Data Science Workbench for Ubuntu 14.04
Want to share your content on R-bloggers? click here if you have a blog, or here if you don't.
I found myself installing the same things over and over again on my VMs, so I decided to pack all my good DSR workbench action into one giant shell script that I could run and walk away from.
Below is my markdown file, you can grab the shell scripts at my GitHub page. The script takes about 30 min. to finish. It’s tested on Ubuntu Server, but I whipped up a desktop version too since some folks tend to like GUIs on their servers–although I’m not sure why.
Begin markdown
############
This is a shell script that spins up several popular data science-y server environments on one box. This script is tested and verified on Ubuntu 14.04.
This environment is built for a fresh install of Ubuntu 14.04. It will update/upgrade all base packages and install all needed dependencies. Software packages installed include:
- R
- RStudio Server
- Shiny-Server
- Anaconda Python: Anaconda inclues Jupyter Notebook (formerly IPython Notebook).
- Jupyterhub: A multi-user server for Jupyter Notebook.

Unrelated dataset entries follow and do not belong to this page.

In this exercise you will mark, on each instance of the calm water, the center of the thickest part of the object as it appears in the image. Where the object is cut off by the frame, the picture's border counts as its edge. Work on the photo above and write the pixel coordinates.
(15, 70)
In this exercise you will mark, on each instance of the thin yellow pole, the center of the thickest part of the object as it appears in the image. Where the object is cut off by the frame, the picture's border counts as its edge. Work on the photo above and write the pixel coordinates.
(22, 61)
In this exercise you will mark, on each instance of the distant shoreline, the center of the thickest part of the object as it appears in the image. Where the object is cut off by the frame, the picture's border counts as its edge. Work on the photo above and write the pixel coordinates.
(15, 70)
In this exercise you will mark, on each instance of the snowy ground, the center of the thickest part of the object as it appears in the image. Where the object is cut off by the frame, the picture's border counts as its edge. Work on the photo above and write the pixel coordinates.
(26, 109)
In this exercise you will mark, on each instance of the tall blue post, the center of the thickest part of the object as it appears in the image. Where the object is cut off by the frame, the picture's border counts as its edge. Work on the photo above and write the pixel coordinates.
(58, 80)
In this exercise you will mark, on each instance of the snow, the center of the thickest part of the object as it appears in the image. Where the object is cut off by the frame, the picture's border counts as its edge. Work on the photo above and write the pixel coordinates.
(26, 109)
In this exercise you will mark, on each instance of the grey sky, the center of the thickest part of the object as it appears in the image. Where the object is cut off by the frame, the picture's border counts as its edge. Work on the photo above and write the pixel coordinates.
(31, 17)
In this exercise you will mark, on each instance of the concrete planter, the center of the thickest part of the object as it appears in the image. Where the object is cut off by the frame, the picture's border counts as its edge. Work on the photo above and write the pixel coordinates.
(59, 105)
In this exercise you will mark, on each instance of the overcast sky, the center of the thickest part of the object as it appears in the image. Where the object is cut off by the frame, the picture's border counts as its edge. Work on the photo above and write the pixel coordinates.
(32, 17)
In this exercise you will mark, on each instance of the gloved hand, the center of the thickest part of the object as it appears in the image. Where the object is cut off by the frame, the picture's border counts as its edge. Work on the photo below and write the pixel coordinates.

- PostgreSQL Database: Because every data science box needs a decent database.
Installation
Download or copy the shell script and run it on your Ubuntu box under your home user:
$ ./data_science_workbench.sh
WARNING: Don’t execute as root, it needs your home directory for a couple things.
Server vs. Desktop
The two scripts are virtually identical. The “Desktop” version installs a few more GUI goodies that aren’t necessary for a headless setup. Additions include:
- Rstudio IDE
- PgAmnin3: Postgres GUI
- Anaconda launcher: Install and launch Anaconda development tools.
Note, the desktop version is quite a bit larger. If you do this on a VM make sure your virtual drive is at least 20 gigs!
Post-installation
Server users: will be dumped into a Tmux shell since the Anaconda environment needs a new shell session to take affect.
Desktop users: will have to close and re-open a new terminal window.
Desktop users: Anaconda launcher can be invoked by typing launcher
in the terminal.
All users: Jupytherhub isn’t running by default. It can be invoked by typing jupytherhub
in the terminal.
Configuration
After the script finishes, you’ll have a few things running on their default ports.
- RStudio: On
localhost:8787
(Username and password set in the script) - Shiny-Server: On
localhost:3838
(No username or password) - Jupyterhub not started by default but you can fire it up with the command
jupyterhub
. Onlocalhost:8000
(Username and password are the same as those of the Ubuntu user that ran the script.)
Changes in Default Behavior
A few default locations and files have been altered to allow universal access by all users on the system.
- R: The
Renviron
file has been altered to create a unified package library that is readable by all users and Shiny-Server. The file is located atusr/lib/R/etc/Renviron
. - Anaconda: Normally stored in a user’s home directory, Anaconda is installed in
/opt/anaconda3
. - Anaconda: A path has been added to your user’s
.bashrc
file to make Anaconda your default for Python and Pip. The file is located athome/YOUR_USERNAME
. The added path is at the bottom of the file and isexport PATH="/opt/anaconda3/bin:$PATH"
. This line must be added manually for each new user on the system. The path can be added by going to the new user’s home directory and running:echo 'export PATH="/opt/anaconda3/bin:$PATH"' >> ~/.bashrc
SSL Authentication?
By default Jupyterhub use basic authentication, although SSL is available. To set up SSL, see the Jupytherhub documentation.
Shiny and RStudio Server are differant stories. Shiny open-souce edition ships with no authentication whatsoever, and RStudio Server only wiht basic auth. Both offer “Enterprise” editions, which offer SSL.
The simple solution would be to use an Apache2 reverse proxy to add SSL to both, but I have a feeling that may violate the terms of service. I’m too lazy to read the entire TOS, so I’ll just recomend you don’t do it. They are both licensed under AGPL v3 if anyone is interested.
Other Data Science Boxes
Data Science Box is based on Ubuntu 12.04 and uses IPython Notebook instead of Jupyter.
Data Science Toolbox is available as either a Virtualbox image or on AWS. Again, it uses older versions of IPython Notebook but it looks as if it’s under active development.